Business

STOLEN E-MAIL MESS

A batch of internal e-mails stolen from American Apparel on Christmas Eve has caught the attention of the Securities and Exchange Commission, sources told The Post.

The SEC has launched a probe into electronic correspondence between executives at the trendy retailer, including an alleged Christmas Eve e-mail from American Apparel’s new financial chief saying the company “almost went bankrupt,” sources said.

The probe is a fresh distraction for CEO Dov Charney, who is now scrambling to raise cash to pay off impatient creditors amid a brutal shopping environment.

Earlier this month, Charney met with billionaire investor Ron Burkle, requesting new financing to prop up the cash-strapped retailer, sources said.

It couldn’t immediately be determined whether Burkle has agreed to help Charney.

Also unclear is whether the SEC probe has reached the status of a formal investigation. An SEC spokesman declined to comment.

Separately, police are investigating a Christmas Eve break-in to American Apparel’s computer systems, according to people close to the company.

“American Apparel does not comment on rumors or speculation,” a spokesman for the retailer told The Post.

On Jan. 18, The Post reported exclusively on a series of alleged internal e-mails in which American Apparel employees bought Web ads and fed bloggers in an unusual cyber-campaign against Keith Fink – a Los Angeles attorney whose clients have sued Charney for sexual harassment and wrongful termination.

Also recently leaked to the press was an alleged e-mail in which CFO Adrian Kowalewski wrote to a fellow employee to decline a reporter’s request for an interview.
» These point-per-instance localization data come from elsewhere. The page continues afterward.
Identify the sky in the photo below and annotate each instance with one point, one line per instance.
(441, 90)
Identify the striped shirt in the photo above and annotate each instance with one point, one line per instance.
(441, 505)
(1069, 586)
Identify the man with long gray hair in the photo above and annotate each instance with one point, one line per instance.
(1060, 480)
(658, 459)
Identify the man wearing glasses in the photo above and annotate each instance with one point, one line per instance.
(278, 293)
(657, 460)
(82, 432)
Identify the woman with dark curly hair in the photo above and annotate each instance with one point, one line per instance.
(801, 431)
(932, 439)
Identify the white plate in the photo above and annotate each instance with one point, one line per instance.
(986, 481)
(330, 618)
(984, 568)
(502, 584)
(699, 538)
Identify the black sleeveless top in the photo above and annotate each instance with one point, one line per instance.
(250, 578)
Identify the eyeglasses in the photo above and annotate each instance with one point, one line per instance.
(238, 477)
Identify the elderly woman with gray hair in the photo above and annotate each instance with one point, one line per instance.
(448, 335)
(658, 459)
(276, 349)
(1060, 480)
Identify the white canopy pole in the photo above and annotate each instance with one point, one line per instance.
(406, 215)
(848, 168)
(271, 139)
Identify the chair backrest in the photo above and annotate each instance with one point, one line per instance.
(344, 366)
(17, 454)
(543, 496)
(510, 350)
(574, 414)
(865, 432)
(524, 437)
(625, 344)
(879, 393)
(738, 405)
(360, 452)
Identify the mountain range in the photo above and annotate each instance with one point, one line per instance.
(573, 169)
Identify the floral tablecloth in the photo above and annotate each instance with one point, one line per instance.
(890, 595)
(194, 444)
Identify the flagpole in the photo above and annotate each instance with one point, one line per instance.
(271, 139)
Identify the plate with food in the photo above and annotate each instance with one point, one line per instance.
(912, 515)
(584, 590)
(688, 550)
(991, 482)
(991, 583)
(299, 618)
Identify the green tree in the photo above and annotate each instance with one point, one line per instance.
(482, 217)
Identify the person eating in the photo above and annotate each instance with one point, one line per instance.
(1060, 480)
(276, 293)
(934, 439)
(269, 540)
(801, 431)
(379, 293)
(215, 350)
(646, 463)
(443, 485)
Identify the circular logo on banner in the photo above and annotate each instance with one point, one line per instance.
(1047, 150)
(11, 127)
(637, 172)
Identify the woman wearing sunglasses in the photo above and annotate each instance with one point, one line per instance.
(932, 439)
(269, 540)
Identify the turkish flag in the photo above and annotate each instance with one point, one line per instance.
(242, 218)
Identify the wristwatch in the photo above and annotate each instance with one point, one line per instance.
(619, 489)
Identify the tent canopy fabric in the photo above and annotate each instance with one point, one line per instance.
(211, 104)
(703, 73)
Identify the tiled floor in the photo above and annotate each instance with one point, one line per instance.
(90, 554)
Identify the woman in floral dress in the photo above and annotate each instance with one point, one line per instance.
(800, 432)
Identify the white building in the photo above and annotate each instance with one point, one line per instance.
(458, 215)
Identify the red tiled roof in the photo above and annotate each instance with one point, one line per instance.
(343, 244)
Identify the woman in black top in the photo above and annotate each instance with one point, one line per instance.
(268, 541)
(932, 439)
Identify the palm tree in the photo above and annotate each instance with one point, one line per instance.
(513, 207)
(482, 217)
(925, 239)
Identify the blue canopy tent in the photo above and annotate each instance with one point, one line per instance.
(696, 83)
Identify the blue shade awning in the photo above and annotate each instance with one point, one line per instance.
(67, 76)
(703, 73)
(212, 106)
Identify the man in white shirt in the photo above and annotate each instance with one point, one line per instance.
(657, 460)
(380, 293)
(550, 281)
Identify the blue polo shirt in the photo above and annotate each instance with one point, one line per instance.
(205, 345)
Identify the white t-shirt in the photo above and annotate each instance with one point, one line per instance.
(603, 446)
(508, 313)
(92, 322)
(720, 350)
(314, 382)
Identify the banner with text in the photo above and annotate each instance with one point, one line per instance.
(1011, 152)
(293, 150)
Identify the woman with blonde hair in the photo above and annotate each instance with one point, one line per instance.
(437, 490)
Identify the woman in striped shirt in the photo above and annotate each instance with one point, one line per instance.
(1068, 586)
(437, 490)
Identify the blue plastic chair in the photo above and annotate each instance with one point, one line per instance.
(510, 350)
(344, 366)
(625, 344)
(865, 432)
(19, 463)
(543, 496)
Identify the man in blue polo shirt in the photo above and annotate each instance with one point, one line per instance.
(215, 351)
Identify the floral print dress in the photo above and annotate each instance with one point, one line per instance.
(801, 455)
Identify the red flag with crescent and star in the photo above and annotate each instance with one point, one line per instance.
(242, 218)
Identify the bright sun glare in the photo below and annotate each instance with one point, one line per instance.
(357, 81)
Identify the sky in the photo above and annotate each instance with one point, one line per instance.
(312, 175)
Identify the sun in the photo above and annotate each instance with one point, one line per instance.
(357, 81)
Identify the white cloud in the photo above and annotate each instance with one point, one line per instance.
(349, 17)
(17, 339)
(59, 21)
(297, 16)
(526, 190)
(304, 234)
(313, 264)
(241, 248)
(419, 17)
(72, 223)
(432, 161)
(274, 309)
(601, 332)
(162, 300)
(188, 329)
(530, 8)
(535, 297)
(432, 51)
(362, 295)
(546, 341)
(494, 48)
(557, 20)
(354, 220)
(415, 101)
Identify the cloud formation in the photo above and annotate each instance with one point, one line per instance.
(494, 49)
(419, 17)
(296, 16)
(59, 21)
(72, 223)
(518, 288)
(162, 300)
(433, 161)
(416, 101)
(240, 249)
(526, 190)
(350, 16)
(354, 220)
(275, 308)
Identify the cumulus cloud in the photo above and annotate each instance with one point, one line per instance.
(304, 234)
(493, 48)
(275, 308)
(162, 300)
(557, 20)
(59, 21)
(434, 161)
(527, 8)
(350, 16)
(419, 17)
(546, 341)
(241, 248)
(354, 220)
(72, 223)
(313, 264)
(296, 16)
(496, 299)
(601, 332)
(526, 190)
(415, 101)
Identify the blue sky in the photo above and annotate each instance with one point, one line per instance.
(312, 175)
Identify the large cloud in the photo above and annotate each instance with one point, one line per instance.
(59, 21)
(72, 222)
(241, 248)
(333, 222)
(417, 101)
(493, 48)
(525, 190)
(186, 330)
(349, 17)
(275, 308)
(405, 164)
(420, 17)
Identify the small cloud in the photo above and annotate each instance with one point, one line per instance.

Kowalewski noted that he had been sick after grappling with the company’s financial woes, and was busy boarding a plane for the holidays.

“We almost went bankrupt last Friday,” Kowalewski wrote in the Dec. 24 e-mail, which was intercepted and distributed to reporters days afterward. “I’m sorry but I was busy with that for the last several weeks.”

Kowalewski appeared to refer to American Apparel’s Dec. 19 amendment to credit agreements that allowed the cash-strapped company to push back the due dates for looming debt payments by three months.

The company announced the credit extensions immediately, sending its shares soaring 29 percent.

American Apparel’s quarterly 10-Q filing with the SEC in November mentioned a Dec. 19 deadline to extend the debt payments, noting that a failure to do so could force the company “to modify its current business plan, curtail operations or affect the company’s ability to continue operations as a going concern.”

While that’s “good disclosure,” it’s possible that the SEC thinks it came too late, said William Sherman, a partner at law firm Morrison & Foerster.